Because bHLH059 acts as a thermoresponsive SA regulator at nonstress temperatures between 16°C and 22°C (Bruessow et al., 2021), we tested whether bHLH059 also controls the natural variation of temperature-modulated immunity at warm temperatures in the 23–28°C range. As shown in Figure 1a,b, the reference accession Col-0 expectedly exhibited temperature-sensitive disease resistance in terms of pathogen levels and disease symptoms, consistent with previous studies (Huot et al., 2017; Kim et al., 2022; Mang et al., 2012; Wang, Bao, et al., 2009). Both blhh059 mutant alleles similarly showed thermosensitive disease susceptibility to Pst DC3000, with higher bacterial levels and disease symptoms at 28°C than at 23°C (Figure 1a,b). The two bhlh059 mutants were also evaluated for gene expression levels of CBP60g and SARD1, which were recently reported to be the rate-limiting nodes in warm temperature suppression of the plant immune system (Kim et al., 2022). As shown in Figure 1c,d, the reference accession Col-0 showed temperature-sensitive CBP60g and SARD1 gene expression as expected (Kim et al., 2022). Similar to Col-0, both bhlh059 mutants also showed temperature-sensitive CBP60g and SARD1 gene expression, with lower transcript levels at 28°C compared to 23°C after pathogen infection. Taken together, these results indicate that the transcription factor bHLH059 does not play an essential role in controlling warm temperature-modulated immunity in Arabidopsis plants.
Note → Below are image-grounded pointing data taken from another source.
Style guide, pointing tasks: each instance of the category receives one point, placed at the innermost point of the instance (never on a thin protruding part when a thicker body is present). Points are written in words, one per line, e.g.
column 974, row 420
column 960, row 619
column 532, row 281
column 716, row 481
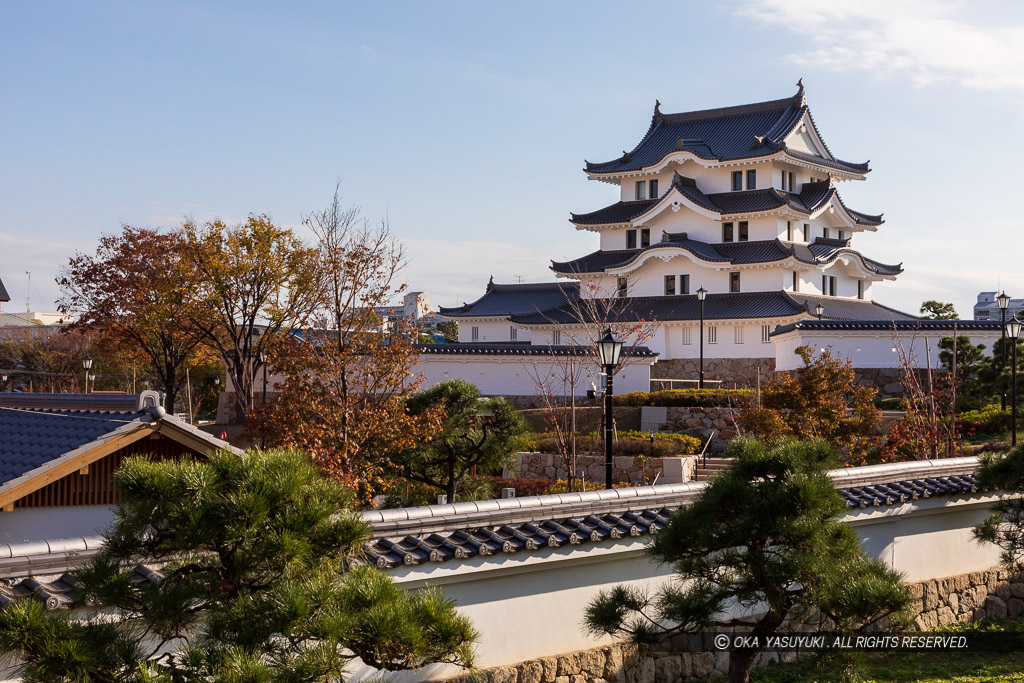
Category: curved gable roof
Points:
column 516, row 299
column 748, row 131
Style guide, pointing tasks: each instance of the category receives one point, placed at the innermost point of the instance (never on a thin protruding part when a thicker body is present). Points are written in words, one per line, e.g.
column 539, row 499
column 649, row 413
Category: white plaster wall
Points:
column 26, row 524
column 517, row 376
column 872, row 349
column 669, row 342
column 527, row 605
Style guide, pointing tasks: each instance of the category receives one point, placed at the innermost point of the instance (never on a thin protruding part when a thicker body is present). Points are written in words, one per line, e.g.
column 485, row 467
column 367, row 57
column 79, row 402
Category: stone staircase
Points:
column 712, row 466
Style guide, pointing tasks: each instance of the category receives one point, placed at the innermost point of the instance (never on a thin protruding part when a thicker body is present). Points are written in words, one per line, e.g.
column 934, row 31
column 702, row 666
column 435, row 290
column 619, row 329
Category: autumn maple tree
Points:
column 820, row 400
column 138, row 290
column 255, row 280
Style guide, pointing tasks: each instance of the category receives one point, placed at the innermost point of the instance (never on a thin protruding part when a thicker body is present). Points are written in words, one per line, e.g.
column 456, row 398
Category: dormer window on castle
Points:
column 641, row 189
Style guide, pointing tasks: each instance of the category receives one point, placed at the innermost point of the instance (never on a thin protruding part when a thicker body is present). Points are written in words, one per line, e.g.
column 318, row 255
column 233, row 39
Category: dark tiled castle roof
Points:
column 516, row 299
column 822, row 252
column 741, row 305
column 522, row 349
column 897, row 325
column 811, row 198
column 749, row 131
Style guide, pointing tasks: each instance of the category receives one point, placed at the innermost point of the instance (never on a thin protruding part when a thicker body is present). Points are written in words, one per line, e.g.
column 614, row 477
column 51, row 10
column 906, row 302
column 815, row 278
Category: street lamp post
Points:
column 87, row 366
column 701, row 295
column 1014, row 331
column 608, row 348
column 1004, row 302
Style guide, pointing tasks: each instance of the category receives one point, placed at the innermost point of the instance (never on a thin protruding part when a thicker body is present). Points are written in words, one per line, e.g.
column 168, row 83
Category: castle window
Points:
column 828, row 285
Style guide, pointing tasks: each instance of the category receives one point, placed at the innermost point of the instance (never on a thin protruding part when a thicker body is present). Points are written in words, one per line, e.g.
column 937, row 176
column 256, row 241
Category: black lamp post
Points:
column 1004, row 301
column 262, row 361
column 1014, row 331
column 87, row 366
column 701, row 295
column 608, row 348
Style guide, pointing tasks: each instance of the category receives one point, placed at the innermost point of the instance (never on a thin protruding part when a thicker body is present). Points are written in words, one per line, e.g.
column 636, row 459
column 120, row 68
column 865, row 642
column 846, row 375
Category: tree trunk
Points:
column 169, row 397
column 740, row 662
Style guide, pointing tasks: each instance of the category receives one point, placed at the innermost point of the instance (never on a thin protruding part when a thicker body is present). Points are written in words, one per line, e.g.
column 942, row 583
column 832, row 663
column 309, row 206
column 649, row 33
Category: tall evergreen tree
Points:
column 765, row 538
column 256, row 583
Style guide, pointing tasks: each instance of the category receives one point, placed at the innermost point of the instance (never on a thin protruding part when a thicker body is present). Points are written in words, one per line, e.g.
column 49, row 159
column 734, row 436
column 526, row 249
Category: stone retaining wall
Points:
column 996, row 593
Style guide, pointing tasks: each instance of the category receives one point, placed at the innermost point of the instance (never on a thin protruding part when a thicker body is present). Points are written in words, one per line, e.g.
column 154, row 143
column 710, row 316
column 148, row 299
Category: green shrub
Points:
column 988, row 420
column 654, row 444
column 691, row 397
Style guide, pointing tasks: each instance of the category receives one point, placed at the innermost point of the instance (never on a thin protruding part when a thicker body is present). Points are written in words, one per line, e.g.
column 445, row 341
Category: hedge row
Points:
column 629, row 443
column 672, row 397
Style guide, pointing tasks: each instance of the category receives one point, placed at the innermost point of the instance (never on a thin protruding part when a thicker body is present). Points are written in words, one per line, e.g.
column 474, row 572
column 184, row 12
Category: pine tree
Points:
column 256, row 582
column 764, row 537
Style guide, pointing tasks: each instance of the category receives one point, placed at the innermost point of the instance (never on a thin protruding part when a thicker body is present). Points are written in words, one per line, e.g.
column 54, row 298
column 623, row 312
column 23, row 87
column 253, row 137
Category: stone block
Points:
column 701, row 665
column 995, row 607
column 613, row 663
column 549, row 667
column 568, row 665
column 502, row 675
column 592, row 663
column 668, row 669
column 530, row 672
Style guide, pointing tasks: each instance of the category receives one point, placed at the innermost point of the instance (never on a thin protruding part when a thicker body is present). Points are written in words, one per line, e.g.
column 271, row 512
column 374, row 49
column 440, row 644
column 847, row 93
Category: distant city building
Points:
column 32, row 324
column 988, row 309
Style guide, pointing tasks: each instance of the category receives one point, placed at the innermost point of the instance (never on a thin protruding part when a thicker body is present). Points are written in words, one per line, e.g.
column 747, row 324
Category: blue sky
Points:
column 466, row 124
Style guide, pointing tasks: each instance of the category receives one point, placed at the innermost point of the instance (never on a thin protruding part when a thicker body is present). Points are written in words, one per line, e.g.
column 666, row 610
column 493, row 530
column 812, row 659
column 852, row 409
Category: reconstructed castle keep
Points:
column 741, row 202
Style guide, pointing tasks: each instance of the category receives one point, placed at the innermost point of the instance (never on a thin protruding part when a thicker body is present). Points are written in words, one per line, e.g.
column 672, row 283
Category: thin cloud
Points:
column 930, row 42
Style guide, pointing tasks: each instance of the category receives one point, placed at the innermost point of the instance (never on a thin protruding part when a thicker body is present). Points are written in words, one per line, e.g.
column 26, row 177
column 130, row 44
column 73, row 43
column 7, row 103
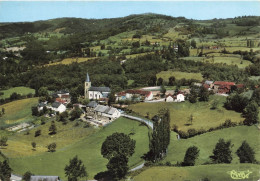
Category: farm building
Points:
column 107, row 111
column 135, row 94
column 95, row 92
column 169, row 98
column 58, row 107
column 45, row 178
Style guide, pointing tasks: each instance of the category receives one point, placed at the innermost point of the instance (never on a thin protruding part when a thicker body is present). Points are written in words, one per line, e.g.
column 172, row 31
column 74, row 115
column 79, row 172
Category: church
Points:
column 95, row 92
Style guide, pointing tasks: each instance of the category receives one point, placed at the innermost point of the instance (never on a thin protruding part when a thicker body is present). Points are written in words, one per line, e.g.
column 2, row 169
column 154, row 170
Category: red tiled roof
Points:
column 223, row 83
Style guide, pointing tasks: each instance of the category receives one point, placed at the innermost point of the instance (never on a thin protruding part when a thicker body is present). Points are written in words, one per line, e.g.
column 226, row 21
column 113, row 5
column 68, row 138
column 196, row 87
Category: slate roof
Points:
column 100, row 89
column 105, row 109
column 56, row 104
column 44, row 178
column 92, row 104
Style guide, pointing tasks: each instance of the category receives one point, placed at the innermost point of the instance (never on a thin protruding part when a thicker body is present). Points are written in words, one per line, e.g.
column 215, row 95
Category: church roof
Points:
column 100, row 89
column 87, row 78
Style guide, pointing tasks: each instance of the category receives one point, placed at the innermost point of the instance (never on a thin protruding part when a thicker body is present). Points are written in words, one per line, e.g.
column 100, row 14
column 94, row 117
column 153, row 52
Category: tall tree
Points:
column 75, row 170
column 222, row 152
column 245, row 153
column 191, row 155
column 251, row 113
column 160, row 138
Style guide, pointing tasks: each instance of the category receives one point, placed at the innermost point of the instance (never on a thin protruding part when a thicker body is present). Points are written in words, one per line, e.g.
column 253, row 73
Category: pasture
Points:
column 18, row 90
column 207, row 141
column 212, row 172
column 18, row 111
column 87, row 149
column 203, row 116
column 165, row 75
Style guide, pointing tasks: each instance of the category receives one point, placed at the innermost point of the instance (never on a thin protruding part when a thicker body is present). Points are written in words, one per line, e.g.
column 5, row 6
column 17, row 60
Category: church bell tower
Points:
column 87, row 86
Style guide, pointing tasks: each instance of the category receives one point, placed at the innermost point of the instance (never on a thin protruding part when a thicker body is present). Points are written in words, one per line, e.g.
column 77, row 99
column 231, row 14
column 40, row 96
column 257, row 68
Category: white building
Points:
column 107, row 111
column 180, row 98
column 95, row 92
column 58, row 107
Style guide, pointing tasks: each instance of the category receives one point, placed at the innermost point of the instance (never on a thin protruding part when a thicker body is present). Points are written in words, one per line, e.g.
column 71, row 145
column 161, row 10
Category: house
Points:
column 222, row 87
column 169, row 98
column 44, row 178
column 95, row 92
column 135, row 94
column 58, row 107
column 106, row 111
column 41, row 105
column 180, row 98
column 92, row 104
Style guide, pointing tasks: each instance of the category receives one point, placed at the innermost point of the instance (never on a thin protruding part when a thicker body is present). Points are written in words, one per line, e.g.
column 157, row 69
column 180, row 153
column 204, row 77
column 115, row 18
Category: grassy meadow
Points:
column 87, row 149
column 165, row 75
column 18, row 90
column 18, row 111
column 203, row 116
column 212, row 172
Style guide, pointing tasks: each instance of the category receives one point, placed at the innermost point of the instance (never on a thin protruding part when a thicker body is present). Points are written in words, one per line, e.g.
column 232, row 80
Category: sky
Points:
column 19, row 11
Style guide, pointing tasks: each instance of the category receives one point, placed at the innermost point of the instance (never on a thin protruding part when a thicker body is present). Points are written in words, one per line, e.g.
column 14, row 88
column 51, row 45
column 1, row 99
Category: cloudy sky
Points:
column 18, row 11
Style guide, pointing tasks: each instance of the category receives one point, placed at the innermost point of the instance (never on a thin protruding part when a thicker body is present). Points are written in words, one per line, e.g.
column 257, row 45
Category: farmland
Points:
column 18, row 111
column 18, row 90
column 203, row 116
column 87, row 149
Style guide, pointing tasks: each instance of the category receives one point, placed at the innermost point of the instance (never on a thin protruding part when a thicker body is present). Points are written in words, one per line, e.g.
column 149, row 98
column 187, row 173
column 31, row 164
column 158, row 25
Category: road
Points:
column 147, row 122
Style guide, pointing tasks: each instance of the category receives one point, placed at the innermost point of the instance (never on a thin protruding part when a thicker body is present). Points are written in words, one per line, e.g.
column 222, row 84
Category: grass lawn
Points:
column 67, row 61
column 20, row 144
column 206, row 143
column 213, row 172
column 203, row 116
column 165, row 75
column 87, row 149
column 18, row 90
column 18, row 111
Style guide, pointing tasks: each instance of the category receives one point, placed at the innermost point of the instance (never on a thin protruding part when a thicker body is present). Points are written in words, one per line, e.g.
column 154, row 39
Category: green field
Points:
column 18, row 111
column 18, row 90
column 88, row 149
column 206, row 143
column 212, row 172
column 203, row 116
column 19, row 145
column 165, row 75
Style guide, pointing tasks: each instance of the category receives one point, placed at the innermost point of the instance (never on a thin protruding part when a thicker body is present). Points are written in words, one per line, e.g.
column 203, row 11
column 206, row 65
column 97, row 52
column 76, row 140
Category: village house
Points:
column 222, row 87
column 58, row 107
column 106, row 111
column 44, row 178
column 96, row 93
column 135, row 94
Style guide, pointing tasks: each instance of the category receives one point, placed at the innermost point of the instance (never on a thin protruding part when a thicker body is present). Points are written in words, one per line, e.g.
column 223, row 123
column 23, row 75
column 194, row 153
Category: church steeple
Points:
column 87, row 86
column 87, row 78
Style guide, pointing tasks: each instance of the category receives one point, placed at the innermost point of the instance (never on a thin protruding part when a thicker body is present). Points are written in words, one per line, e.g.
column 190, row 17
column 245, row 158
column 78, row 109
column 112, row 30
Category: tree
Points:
column 191, row 155
column 35, row 111
column 117, row 166
column 193, row 43
column 27, row 176
column 52, row 147
column 75, row 169
column 75, row 113
column 3, row 141
column 5, row 170
column 203, row 94
column 160, row 137
column 118, row 144
column 251, row 113
column 52, row 128
column 222, row 152
column 245, row 153
column 37, row 133
column 33, row 145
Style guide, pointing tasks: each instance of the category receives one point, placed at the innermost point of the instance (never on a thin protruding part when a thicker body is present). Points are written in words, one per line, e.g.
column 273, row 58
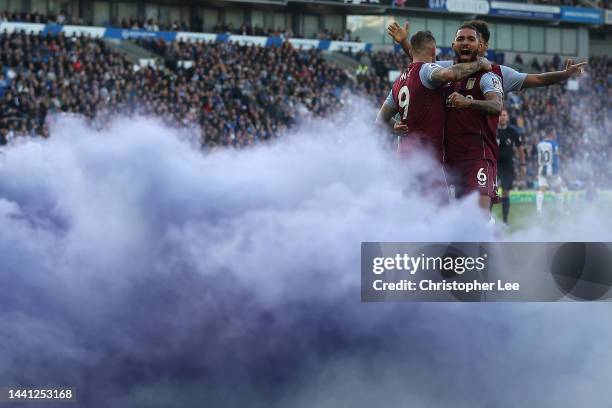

Details are in the caption following the image
Disease susceptibility phenotypes and defence gene expression profiles of the Arabidopsis bhlh059 mutants. Leaves of 4-week-old bhlh059 mutants of Arabidopsis thaliana were infected with Pst DC3000 (OD600 = 0.001) and incubated at 23°C or 28°C for 3 days after inoculation. (a) In planta bacterial levels were quantified at 3 days postinoculation (dpi). Results shown are the Log10(CFU)cm−2 means ± SD (n = 4 individual plants from one representative experiment). Data were analysed with two-way analysis of variance (ANOVA) and Tukey's multiple comparisons test (p < 0.05). Statistically significant values are indicated by different letters. (b) Three leaves from one representative plant were harvested at 3 dpi and photographs were taken to show disease symptoms. (c, d) At 1 dpi, plant leaf total RNA was extracted and CBP60g or SARD1 gene expression levels (normalized to PP2AA3 internal control) were determined. Results shown are the means ± SD (n = 3 or 4 from one representative independent experiment). Data were analysed with two-way ANOVA and Tukey's multiple comparisons test (p < 0.05) per genotype (Col-0—a, b; bhlh059-01—a’, b’; bhlh059-13—a”, b”). Statistically significant values are indicated by different letters. This experiment was repeated at least two times with reproducible results.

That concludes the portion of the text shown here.